For four years, I refused to worship. Then something happened. I picked a Bible in a rubbish tip at the back garden of a house I had moved into. Funny my heart sank. It felt like God had been thrown out of this house. I took the Bible inside and cleaned it up. It became a permanent feature on my dining table.

At first, I thought it symbolised they way I had thrown God out of my life in the last few years. As time went on, it became clear that it was the other way round. God had followed me and was present with me in the rubbish hip where I had thrown myself. Now, God was bringing the prodigal daughter back home.

Lately, I have reflected on Jeremiah 18. Like the clay in the Potter's hand so am I in God's hands. Jeremiah says that the pot which the potter was shaping from the clay was marred in his hands and so the potter shaped it into another vessel and in the form that seemed best for Him. In all my flaws, and my weaknesses God is working in me and in the process, He is re-positioning me in His field.
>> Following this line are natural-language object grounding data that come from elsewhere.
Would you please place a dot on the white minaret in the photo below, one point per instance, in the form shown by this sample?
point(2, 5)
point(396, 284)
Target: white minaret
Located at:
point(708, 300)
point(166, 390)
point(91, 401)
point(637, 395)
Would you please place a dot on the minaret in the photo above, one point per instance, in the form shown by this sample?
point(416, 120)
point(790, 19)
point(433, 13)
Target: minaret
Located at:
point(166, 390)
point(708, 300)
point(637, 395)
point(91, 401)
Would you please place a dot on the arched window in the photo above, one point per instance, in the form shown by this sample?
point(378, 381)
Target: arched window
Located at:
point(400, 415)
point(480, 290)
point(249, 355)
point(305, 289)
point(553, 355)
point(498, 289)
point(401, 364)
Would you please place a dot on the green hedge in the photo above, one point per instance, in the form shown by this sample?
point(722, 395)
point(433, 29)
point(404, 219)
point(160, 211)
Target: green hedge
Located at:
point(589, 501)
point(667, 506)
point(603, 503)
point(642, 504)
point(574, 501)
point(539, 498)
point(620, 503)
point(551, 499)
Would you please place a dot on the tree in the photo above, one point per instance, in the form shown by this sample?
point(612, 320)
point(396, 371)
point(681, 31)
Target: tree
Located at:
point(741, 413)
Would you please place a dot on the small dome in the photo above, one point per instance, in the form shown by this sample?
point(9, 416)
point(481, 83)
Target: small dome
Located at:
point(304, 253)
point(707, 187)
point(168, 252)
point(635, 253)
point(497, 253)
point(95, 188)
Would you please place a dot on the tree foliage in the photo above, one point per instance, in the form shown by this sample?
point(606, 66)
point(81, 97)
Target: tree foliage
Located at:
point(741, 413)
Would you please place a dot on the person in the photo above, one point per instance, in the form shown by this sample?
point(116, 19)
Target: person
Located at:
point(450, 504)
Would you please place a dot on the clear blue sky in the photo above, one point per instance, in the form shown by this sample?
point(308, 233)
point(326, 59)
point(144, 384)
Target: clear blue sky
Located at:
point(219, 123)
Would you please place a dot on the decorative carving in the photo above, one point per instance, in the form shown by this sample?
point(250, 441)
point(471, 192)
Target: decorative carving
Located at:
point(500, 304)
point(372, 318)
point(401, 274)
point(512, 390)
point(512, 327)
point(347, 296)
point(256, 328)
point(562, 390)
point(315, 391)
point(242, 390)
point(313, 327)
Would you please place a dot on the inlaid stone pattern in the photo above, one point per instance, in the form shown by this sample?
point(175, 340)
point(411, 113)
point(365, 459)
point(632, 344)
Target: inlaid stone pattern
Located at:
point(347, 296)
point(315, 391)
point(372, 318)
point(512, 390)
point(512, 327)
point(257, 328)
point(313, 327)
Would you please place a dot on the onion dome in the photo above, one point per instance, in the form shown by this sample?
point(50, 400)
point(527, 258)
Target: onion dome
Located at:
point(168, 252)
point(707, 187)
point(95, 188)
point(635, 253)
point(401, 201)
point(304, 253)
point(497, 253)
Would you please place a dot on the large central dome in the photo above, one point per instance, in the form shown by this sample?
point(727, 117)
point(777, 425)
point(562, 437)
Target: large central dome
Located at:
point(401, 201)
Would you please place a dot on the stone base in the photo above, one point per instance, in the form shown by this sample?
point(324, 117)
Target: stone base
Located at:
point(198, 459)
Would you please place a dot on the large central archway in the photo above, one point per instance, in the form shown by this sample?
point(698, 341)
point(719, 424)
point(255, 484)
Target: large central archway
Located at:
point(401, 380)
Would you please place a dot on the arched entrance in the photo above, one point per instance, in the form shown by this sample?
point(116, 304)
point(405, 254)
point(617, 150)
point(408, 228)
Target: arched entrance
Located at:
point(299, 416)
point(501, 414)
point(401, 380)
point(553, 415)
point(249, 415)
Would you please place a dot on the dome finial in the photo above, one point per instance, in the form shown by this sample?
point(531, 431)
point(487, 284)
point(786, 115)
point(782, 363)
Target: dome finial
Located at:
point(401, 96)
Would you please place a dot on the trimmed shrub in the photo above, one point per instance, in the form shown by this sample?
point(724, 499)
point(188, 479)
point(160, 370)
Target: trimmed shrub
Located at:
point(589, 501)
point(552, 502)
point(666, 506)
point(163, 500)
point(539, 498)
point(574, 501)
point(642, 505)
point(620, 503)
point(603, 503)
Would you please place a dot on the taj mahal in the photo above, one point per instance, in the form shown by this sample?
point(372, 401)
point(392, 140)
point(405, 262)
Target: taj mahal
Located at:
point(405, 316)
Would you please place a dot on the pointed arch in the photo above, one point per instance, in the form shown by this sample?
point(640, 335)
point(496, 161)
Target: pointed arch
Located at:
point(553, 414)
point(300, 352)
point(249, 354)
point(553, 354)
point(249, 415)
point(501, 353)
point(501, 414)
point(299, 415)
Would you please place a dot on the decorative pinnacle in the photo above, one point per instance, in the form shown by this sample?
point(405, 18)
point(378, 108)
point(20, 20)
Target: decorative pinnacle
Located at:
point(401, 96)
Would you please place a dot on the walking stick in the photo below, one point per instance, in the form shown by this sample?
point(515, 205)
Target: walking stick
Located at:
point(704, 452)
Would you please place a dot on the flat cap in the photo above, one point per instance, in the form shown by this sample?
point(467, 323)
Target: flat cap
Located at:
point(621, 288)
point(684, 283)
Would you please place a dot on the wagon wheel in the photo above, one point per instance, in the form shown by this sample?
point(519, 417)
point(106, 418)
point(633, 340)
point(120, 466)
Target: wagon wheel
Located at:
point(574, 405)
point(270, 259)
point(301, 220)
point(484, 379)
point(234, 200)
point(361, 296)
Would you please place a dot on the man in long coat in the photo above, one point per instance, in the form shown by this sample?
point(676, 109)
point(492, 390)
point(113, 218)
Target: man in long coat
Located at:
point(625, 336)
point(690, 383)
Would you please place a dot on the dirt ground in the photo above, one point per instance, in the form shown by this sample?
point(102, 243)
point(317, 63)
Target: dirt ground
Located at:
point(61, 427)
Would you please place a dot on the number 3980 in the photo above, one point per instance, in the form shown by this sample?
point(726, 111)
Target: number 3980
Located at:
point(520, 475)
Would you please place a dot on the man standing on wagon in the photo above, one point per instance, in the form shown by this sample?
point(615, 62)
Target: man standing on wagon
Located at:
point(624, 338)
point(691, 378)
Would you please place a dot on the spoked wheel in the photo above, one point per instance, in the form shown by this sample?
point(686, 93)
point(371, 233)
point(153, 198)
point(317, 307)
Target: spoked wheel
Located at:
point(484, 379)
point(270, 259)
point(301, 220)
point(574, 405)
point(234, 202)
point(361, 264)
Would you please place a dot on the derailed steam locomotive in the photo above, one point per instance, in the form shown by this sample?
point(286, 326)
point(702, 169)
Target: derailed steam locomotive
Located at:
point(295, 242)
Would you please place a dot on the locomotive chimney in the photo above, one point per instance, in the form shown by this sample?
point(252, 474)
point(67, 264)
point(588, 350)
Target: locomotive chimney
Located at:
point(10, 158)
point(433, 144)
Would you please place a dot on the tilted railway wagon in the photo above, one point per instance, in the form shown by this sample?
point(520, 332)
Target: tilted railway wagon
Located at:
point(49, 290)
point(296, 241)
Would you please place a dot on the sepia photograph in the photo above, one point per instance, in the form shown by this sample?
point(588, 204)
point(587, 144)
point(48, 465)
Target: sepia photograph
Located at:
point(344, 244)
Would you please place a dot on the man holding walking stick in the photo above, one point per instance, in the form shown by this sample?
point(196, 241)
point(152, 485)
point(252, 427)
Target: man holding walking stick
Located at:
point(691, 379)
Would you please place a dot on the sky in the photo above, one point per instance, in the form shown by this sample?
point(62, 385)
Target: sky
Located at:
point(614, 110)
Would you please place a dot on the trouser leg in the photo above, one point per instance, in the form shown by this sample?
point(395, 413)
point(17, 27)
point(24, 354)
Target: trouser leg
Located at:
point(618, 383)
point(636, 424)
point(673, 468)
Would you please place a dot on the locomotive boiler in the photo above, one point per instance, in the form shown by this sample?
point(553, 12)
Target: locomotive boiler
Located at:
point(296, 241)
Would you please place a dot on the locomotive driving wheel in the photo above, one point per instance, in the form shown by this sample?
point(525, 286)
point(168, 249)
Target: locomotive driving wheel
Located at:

My desire is to minister to the broken who are in the forgotten parts of this community and world. My calling rises from a deep and personal experience of a broken me. I believe there is hope for any sorry situation and nobody is irredeemable. It is my desire to spread the Word that the Potter is at work, moulding us to shapes that He desires for His purposes.

We are already marred; and yet marred in the Potters hands. Many times when trouble breaks we feel lonely, lost, unloved, unworthy and more. The story of my life is a testimony of God's everlasting presence and his ability to transform any situation as long as we believe.

The President of Conference, the Rev'd Mickey Youngson spoke of the radical nature of God's grace at Conference 2018. She went on to say, It goes beyond what is only fair, to a prodigious reckless generosity. It is prevenient grace, which flows from the Lover's desire to see the beloved flourish, to be whole and to live in delight.”